Petit traité sur l'immensité du monde par BibliOrnitho
Par goût ou comme antidote à l’ennui et à la routine, Sylvain Tesson vagabonde. Il marche, crapahute, escalade, chevauche à mobylette, à moto ou à cheval. Il parcourt le monde qui l’entoure, des campagnes françaises au bassin du Mékong, en passant par le désert de Gobi, le plateau tibétain, le pavé de Paris ou les toits de nombreux monuments historiques qu’il escalade nuitamment à mains nues.
Un texte empreint de poésie, contre l’irrémédiable uniformisation du monde, l’inexorable disparition de la biodiversité et la banalisation des cultures. Apologie de la balade, pour réfléchir à la marche de la planète ou simplement sur soi, pour observer les gens, contempler la nature, se forger des souvenirs, se réciter des poèmes, des prières (pour ceux que cela intéresse) ou simplement s’abrutir de fatigue à marcher jusqu’à l’épuisement.
La Terra Incognita qui exerce sur lui un attrait si puissant : steppes mongoles, grottes ou corniches des cathédrales gothiques. Rencontre avec les mythes, us et coutumes, rencontre avec les fées, farfadets, yétis, dijnns et autochtones qui ont parfois fui la ville pour retourner s’installer dans les profondes forêts à l’image de Derzou Ouzala.

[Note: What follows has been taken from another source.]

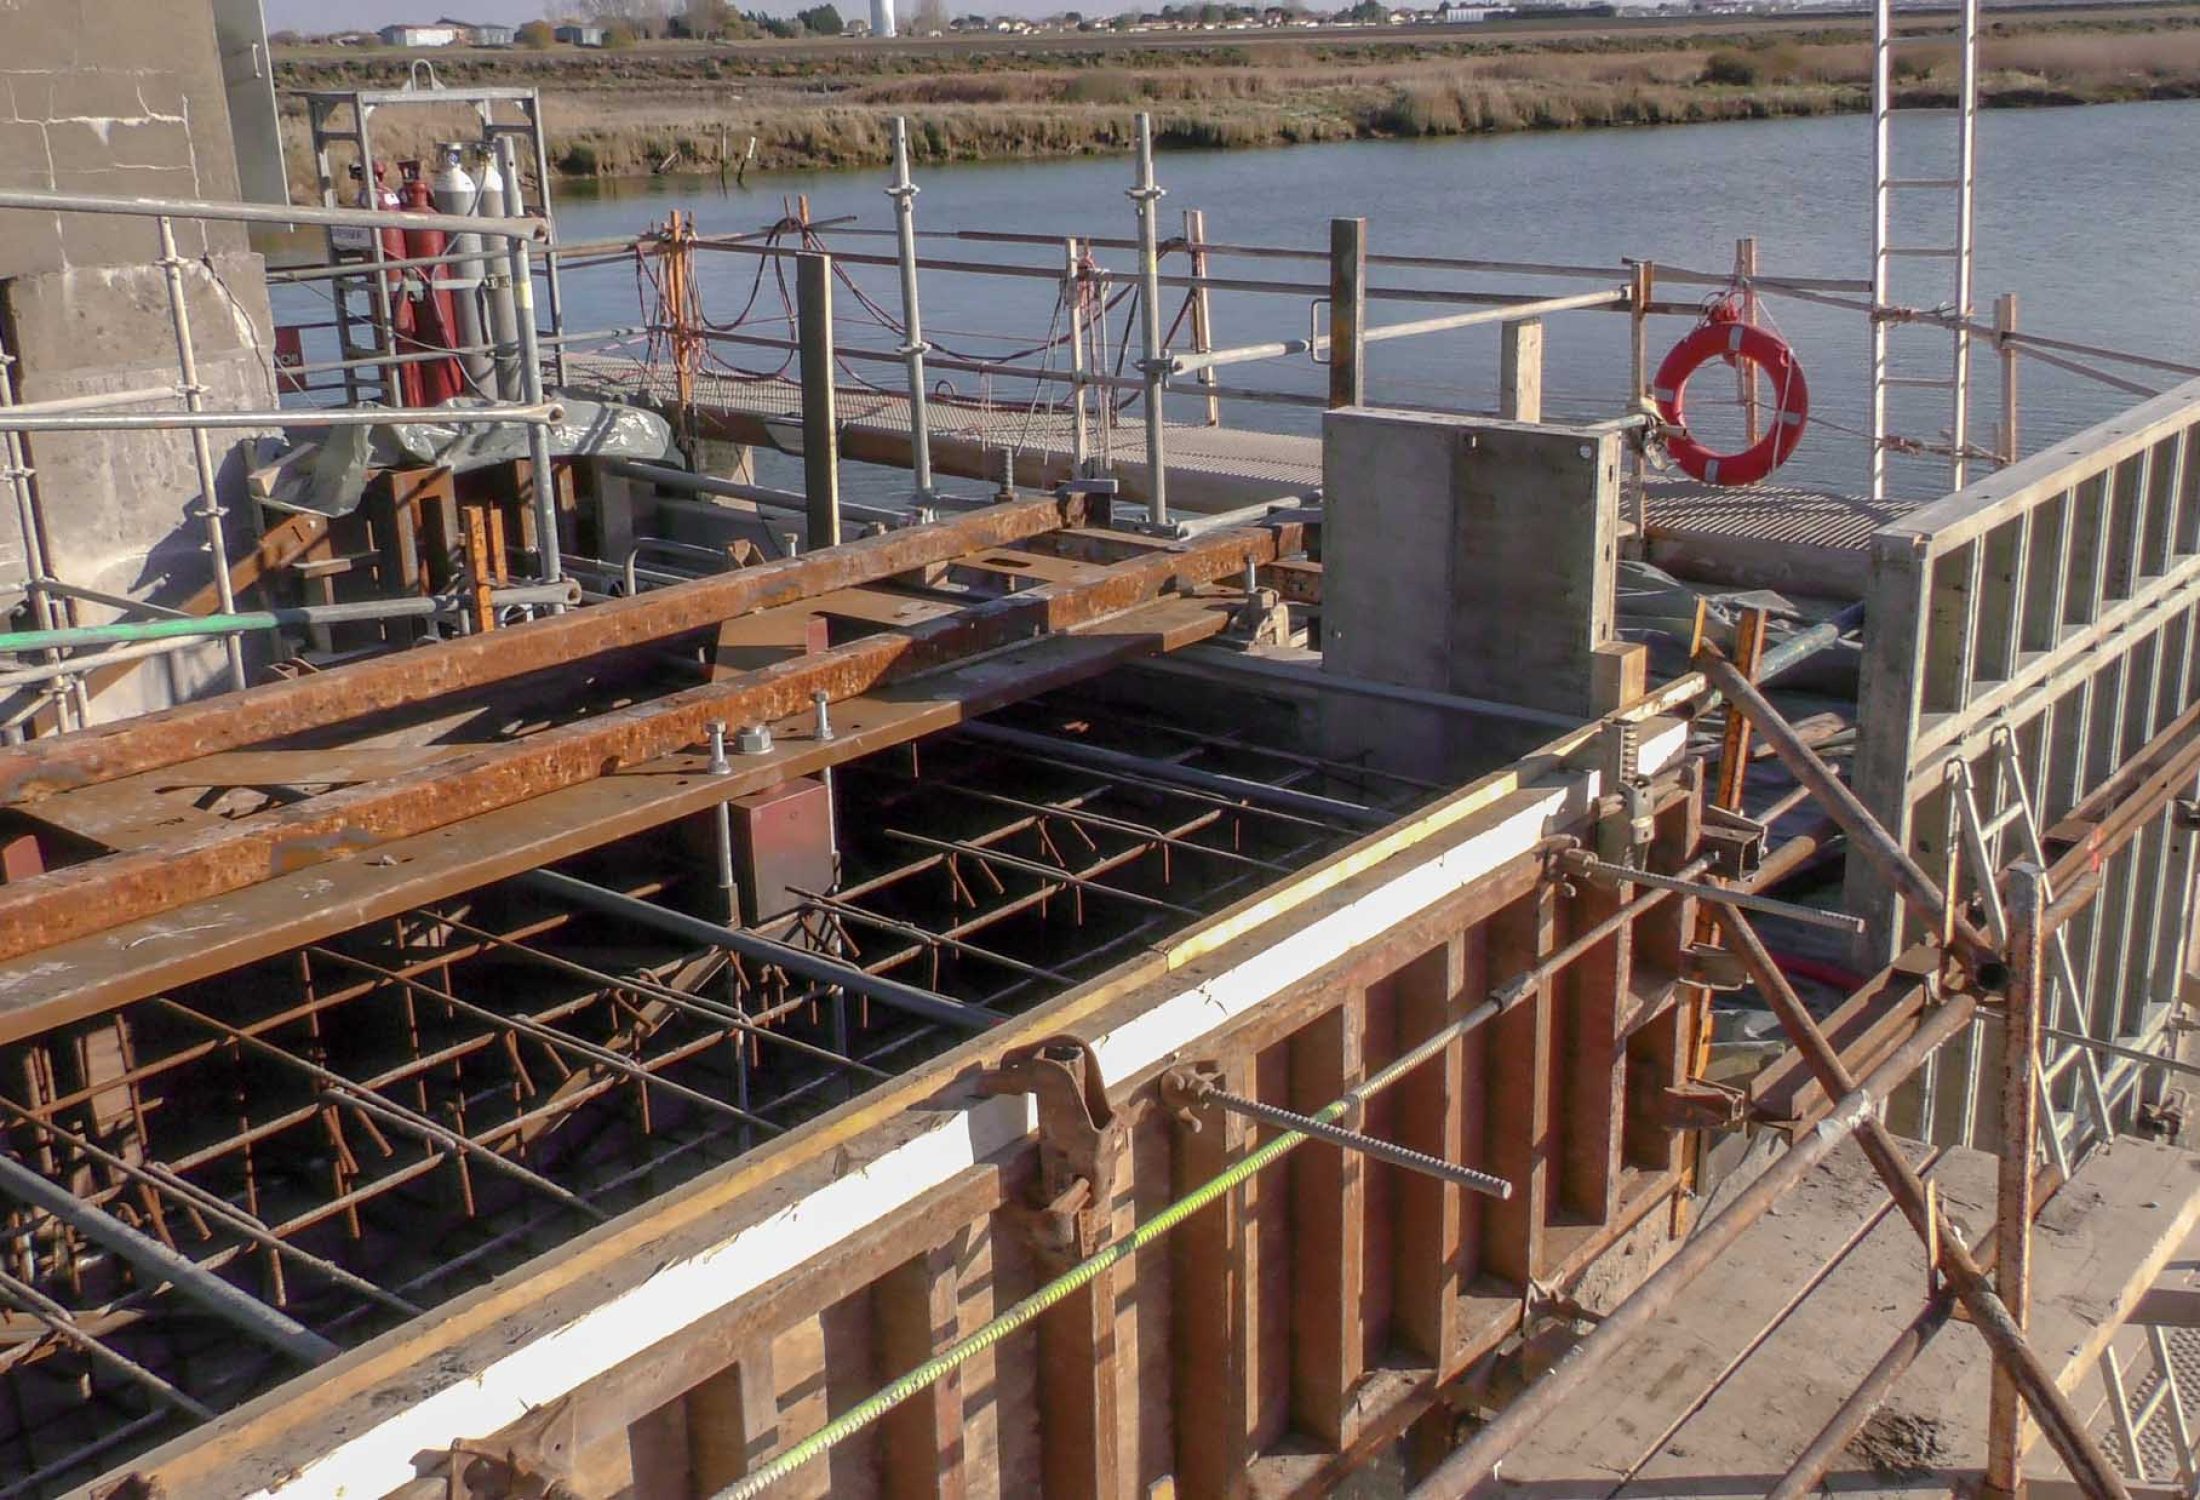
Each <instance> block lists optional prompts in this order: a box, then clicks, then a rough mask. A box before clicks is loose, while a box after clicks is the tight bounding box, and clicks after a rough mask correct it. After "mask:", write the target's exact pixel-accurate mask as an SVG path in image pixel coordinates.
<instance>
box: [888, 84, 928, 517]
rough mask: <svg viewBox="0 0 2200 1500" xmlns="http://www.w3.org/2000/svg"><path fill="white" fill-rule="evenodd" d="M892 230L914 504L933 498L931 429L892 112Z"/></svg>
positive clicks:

Eloge de l’effort contribuant à la purification du corps et de l’âme. Réhabilitation du bivouac à la belle étoile. Plaidoyer en faveur du hamac qui oblige l’homme à dormir calmement sous peine de se voir rappeler que la gravité n’est pas un vain mot.
De sa très belle écriture, Sylvain Tesson évoque quelques-uns de ses voyages sous forme d’anecdotes cocasses ou sérieuses. Voyages qui le ramènent immanquablement vers cette immense forêt sibérienne qu’il aime tant. Mais s’il est géographe, bon nombre de notions de biologie semblent lui échapper. Comme « la fonction qui est crée l’organe », chère à Jean-Baptiste de Lamarck et qui est en réalité un raccourci un peu rapide ; « l’homme qui descend du singe » laissant de côté l’ancêtre commun ; ou l’exemple de la Phalène du bouleau (Biston betularia) qui aurait muté au XIXe siècle au moment de la révolution industrielle pour devenir de couleur sombre (la mutation est en réalité antérieure et les individus « sombres » ont été favorisés par la sélection naturelle et la pollution due au charbon).
Une lecture toutefois agréable. Une très belle écriture qui ne m’avait pas sauté aux yeux lors de ma précédente lecture (« Dans les forêts de Sibérie »). Un bon bol d’air sur les rives du Baïkal et du haut de la flèche du Mont-Saint-Michel.